The parents, for their part, seem untroubled by the redundancy. “I didn’t even know he retired,” said David Chen, who has been walking his daughter past Washington’s corner for four years. “He’s just… here. He’s always been here. I assumed he’d be here when my daughter graduated.” Another parent, who asked to be identified only as “the one who’s always running late,” said: “Honestly, having two crossing guards is the most protected I’ve ever felt at an intersection. I wish every corner had this.”
Washington does not consider what he is doing unusual. “People retire from jobs,” he said, stepping back onto the curb as the last cluster of students passed. “I retired from the job. I didn’t retire from the corner.” He said this with no irony, no wistfulness — just the plain certainty of a man stating a fact about himself. The corner is his. The morning is his. The children are, in a sense that transcends employment paperwork, his responsibility.
CPS’s human resources department confirmed that Washington is not on any active payroll and that his presence at the crosswalk is “voluntary.” When asked whether there were liability concerns about an unofficial, unpaid crossing guard directing traffic, a spokesperson said the department would “look into it” — a phrase that, in municipal parlance, means the question will be forwarded to someone who will forward it to someone who will lose the email.
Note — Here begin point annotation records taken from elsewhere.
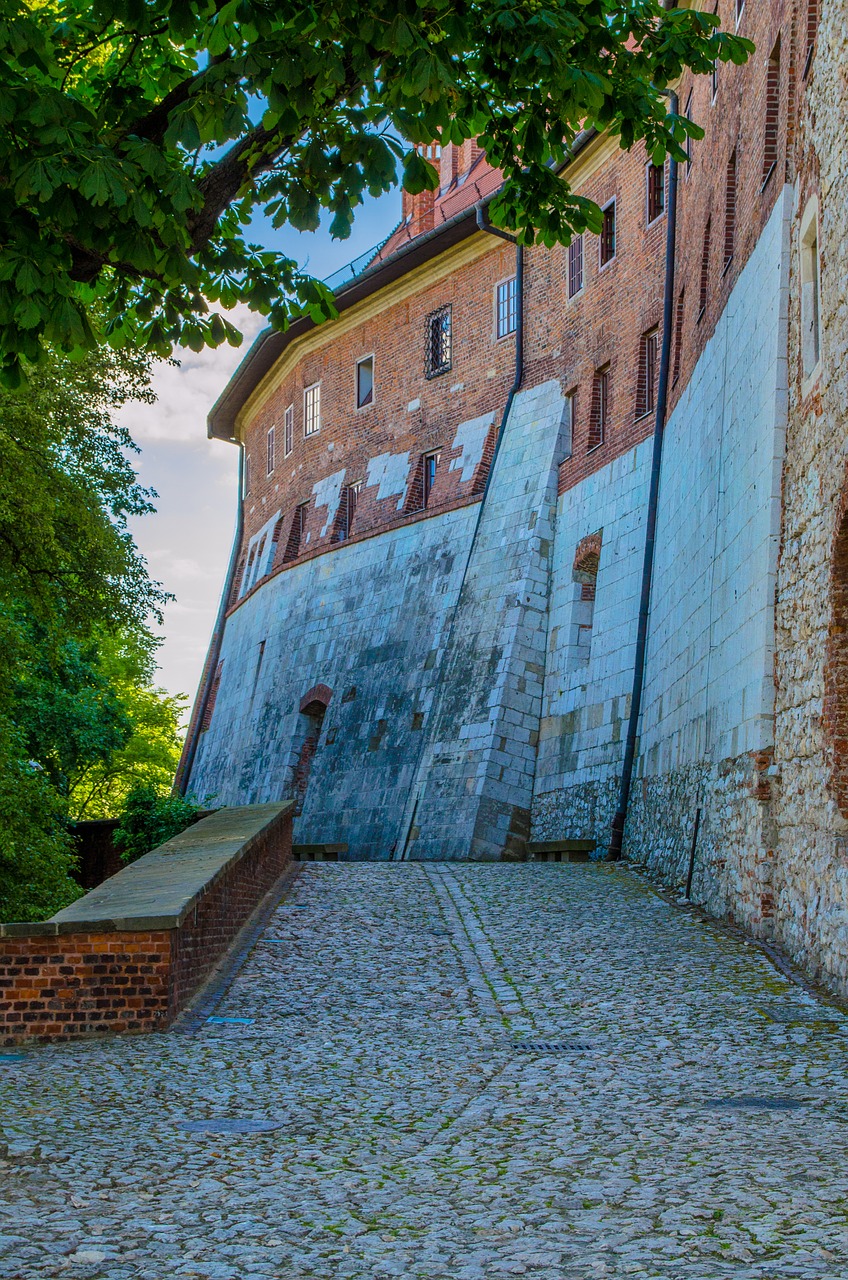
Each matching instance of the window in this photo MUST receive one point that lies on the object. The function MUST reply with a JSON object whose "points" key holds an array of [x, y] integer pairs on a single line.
{"points": [[600, 411], [607, 234], [730, 211], [688, 142], [313, 410], [584, 575], [705, 269], [655, 183], [773, 113], [296, 533], [364, 382], [347, 511], [506, 307], [288, 430], [648, 365], [812, 26], [437, 357], [575, 265], [428, 476], [810, 291], [678, 334]]}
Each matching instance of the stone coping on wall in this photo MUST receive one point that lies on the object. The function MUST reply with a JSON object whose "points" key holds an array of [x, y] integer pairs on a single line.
{"points": [[159, 890]]}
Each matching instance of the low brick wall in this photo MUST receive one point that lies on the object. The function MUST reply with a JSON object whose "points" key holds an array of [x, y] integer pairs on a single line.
{"points": [[128, 956]]}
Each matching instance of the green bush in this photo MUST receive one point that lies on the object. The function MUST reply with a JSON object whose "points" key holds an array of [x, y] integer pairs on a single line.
{"points": [[149, 819]]}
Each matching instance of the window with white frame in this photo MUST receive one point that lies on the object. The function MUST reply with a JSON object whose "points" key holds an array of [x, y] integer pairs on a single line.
{"points": [[364, 382], [506, 311], [313, 408], [810, 291]]}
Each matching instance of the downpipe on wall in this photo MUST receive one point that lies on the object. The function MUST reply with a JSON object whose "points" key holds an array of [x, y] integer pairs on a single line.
{"points": [[484, 225], [616, 836], [190, 750]]}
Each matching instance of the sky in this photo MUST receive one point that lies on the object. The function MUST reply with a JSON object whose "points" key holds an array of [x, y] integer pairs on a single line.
{"points": [[187, 543]]}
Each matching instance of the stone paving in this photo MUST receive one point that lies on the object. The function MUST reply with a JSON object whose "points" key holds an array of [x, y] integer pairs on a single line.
{"points": [[687, 1119]]}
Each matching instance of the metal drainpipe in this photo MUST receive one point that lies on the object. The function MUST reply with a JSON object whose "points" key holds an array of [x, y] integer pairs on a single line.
{"points": [[190, 750], [616, 835], [516, 385]]}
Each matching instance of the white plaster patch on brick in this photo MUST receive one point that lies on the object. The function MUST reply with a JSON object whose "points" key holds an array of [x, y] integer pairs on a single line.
{"points": [[390, 472], [327, 494], [470, 438], [260, 553]]}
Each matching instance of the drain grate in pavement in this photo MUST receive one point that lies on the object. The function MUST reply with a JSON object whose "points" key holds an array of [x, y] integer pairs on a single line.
{"points": [[790, 1014], [546, 1047], [756, 1102], [227, 1124]]}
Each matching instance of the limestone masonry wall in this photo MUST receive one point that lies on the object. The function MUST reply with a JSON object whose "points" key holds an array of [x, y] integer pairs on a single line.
{"points": [[83, 973]]}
Terrence has made his peace with the arrangement. He arrives at 7:20, stands to Washington’s left, and mirrors his movements — stop sign up when Washington’s goes up, down when it comes down. “It’s like being a co-pilot,” he said. “Except the pilot has no plans to land.” He smiled. “I figure one day he won’t show up and it’ll be my corner. But I’m not in a rush. The man’s earned it.”
Washington, asked if he had any plans to stop coming, looked at the question the way you might look at a cloud shaped like something you couldn’t quite name. “I’ll think about it,” he said. Then the 7:45 wave of students arrived, and he stepped into the street, raised his sign, and got back to work.